Certes, les travaux de rénovation, bienvenus, n’ont rien pu changer à l’exiguïté des espaces. Et il en est heureusement tout autre ailleurs, dans les salles où visiteurs comme œuvres ont de quoi respirer. Il a été question de l’intitulation de l’entrée, des premiers pas. Les commissaires ont pris le dessein (tout à fait défendable) d’une organisation thématique (la chronologie pouvant apparaître souvent comme un pis-aller, une facilité), et d’« établir des parallèles entre des œuvres d’époques et de genres distincts ». Seulement, les catégories choisies, les classes où ranger les œuvres, s’avèrent tellement générales, qu’elles finissent par être sans signification réelle. Et que bon nombre puissent facilement passer d’une salle à une autre. Jugez-en, après Chaos, suivent Faces, Nature, Shapes and Forms, et pour finir Colour.

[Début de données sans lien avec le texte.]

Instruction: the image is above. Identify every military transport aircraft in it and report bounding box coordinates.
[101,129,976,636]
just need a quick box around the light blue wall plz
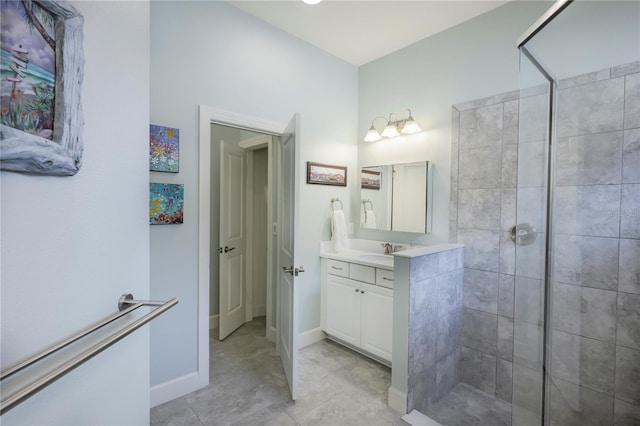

Autant, serait-on tenté de dire, s’accrocher à la nomenclature des formats de toiles à peindre, des Figure, Paysage, Marine. Personne ne nie le rôle joué par la représentation humaine dans l’histoire de l’art, mais il faudrait alors aller plus loin, et la simple juxtaposition par exemple de poses bourgeoises vieilles de plus d’un siècle et de visages floutés ou faunesques ne mène nulle part. Accordons toutefois ailleurs une part d’humour à l’ensemble déglingué de la gouache de Magritte et de la résine polyester (bien agrandie) des Feipel et Bechameil. Comme au bouledogue de François Pompon qui semble saluer l’éléphant se dressant en haut de la construction dans la toile de Tina Gillen (et l’on pense au projet d’un gros pachyderme en haut des Champs Elysées, idée de Napoléon avant qu’il n’opte pour un arc de triomphe).

Au bout, voilà la salle consacrée à la couleur, la seule couleur bleue. Tant de nuances de bleu. Toutefois, les toiles d’Aillaud et de Monory, pour ne prendre que celles-là, ajoutez-y la Nuit de l’Épiphanie, de Manessier, pour la lumière, disent amplement que leur sujet n’est pas du tout l’emploi de telle couleur ; et puis il aurait été plus intéressant, plus payant pour la démonstration qu’est toute exhibition, d’aller voir comment des artistes jouent des harmonies, des dissonances, font ainsi preuve d’audace et nous surprennent.

Il fait sombre sur le balcon cannois, avec un ciel tant soit peu éclairé ; il est vrai que c’est le crépuscule. Il est question du tableau de Picasso, vous le verrez maintenant pour de vrai, après son retour d’Amérique (pour le vernissage, il fallait se contenter d’une photo). Histoire assez invraisemblable que cette présence dans la collection du MNAHA. Prêté par une galerie suisse pour une exposition sur l’École de Paris, en 1999, le tableau fut endommagé lors du décrochage et acheté pour six millions de dollars. Restauré, et après qu’il fut prêté au musée par l’État, le ministre du Budget et du Trésor compta le vendre, sans succès, même à un prix inférieur. En 2014, enfin, il fut versé au patrimoine. En conclusion donc, comme il serait toujours instructif de savoir quand et comment une œuvre a rejoint la collection, tributaire autant du marché de l’art que de telles décisions politiques, outre le choix bien sûr des responsables. Avec pour garde-fou son inaliénabilité.